EDIT: I just wanted to point out that I did add the st_instersects WHERE clause, but of course if a line does intersect the dateline as well as a coastline I will end up with a messed up ST_Intersection because it will still try to find the intersections going the long way around the world instead of across the dateline

Best Answer

This can be done but it’s not pretty.

The query needs to be broken into 2 parts. One for those lines that do not cross +- 180, another for those that do. Note that you also need to exclude those segments of the coastline that also cross the 180 since they will exhibit the same behavior you see with p1/p2. Also since you are dealing with points and lines you can do everything with geometry objects.

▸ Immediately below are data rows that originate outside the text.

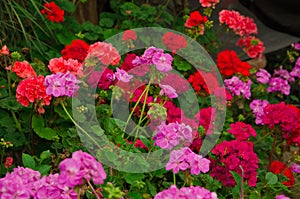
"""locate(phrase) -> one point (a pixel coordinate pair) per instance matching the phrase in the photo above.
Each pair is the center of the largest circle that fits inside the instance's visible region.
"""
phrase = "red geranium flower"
(53, 12)
(76, 50)
(173, 41)
(195, 19)
(279, 167)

The first part of the query would look similar to what you have now but with the appropriate where clause to exclude all entities (including coastline) that cross 180. Something like this:

SELECT st_intersection(st_makeline(p1.latlong, p2.latlong), the_geom)
FROM worldcoastline, points p1, points p2 
  WHERE p1.id = 1 AND p2.id = 2 and st_length(st_makeline(p1.latlong, p2.latlong) <= 180
AND st_length(the_geom) <= 180

The second part would look like this:

SELECT
CASE 
WHEN st_X(x) > 180 THEN st_translate(x, -360, 0)
            ELSE x
       END
 from
(SELECT st_intersection(st_shift_longitude(st_makeline(p1.latlong, p2.latlong))), st_shift_longitude(the_geom)) as x
FROM worldcoastline, points p1, points p2 
WHERE p1.id = 1 AND p2.id = 2 and st_length(st_makeline(p1.latlong, p2.latlong) > 180
    AND st_length(st_shift_longitude(the_geom)) <= 180)) AS foo`

The second query selects those p1/p2 pairs that cross 180, shifts them by 180 so you know have 0-360 coordinate system. The coastline is also shifted 180. The where clause also excludes those parts of the coastline that cross 0/360 as they now exhibit the wrap around the globe behavior. The CASE clause corrects the longitude of the shifted coordinates back to the standard coordinate system.

UNION the 2 selects and you should have what you want.

Having said that, I generally believe it is asking for trouble doing queries like this in PostGIS. You might be better off re-structuring your data so that simple queries would work. Also doing anything over long distances with geometries usually leads to unpleasant surprises. One thing you could do is turn your p1/p2 pairs into multi lines that do not cross 180. You certainly should do that to your coastline data. Not knowing your data or application it’s hard to have concrete suggestions, but in my experience queries like this are indicative of a data design shortfall.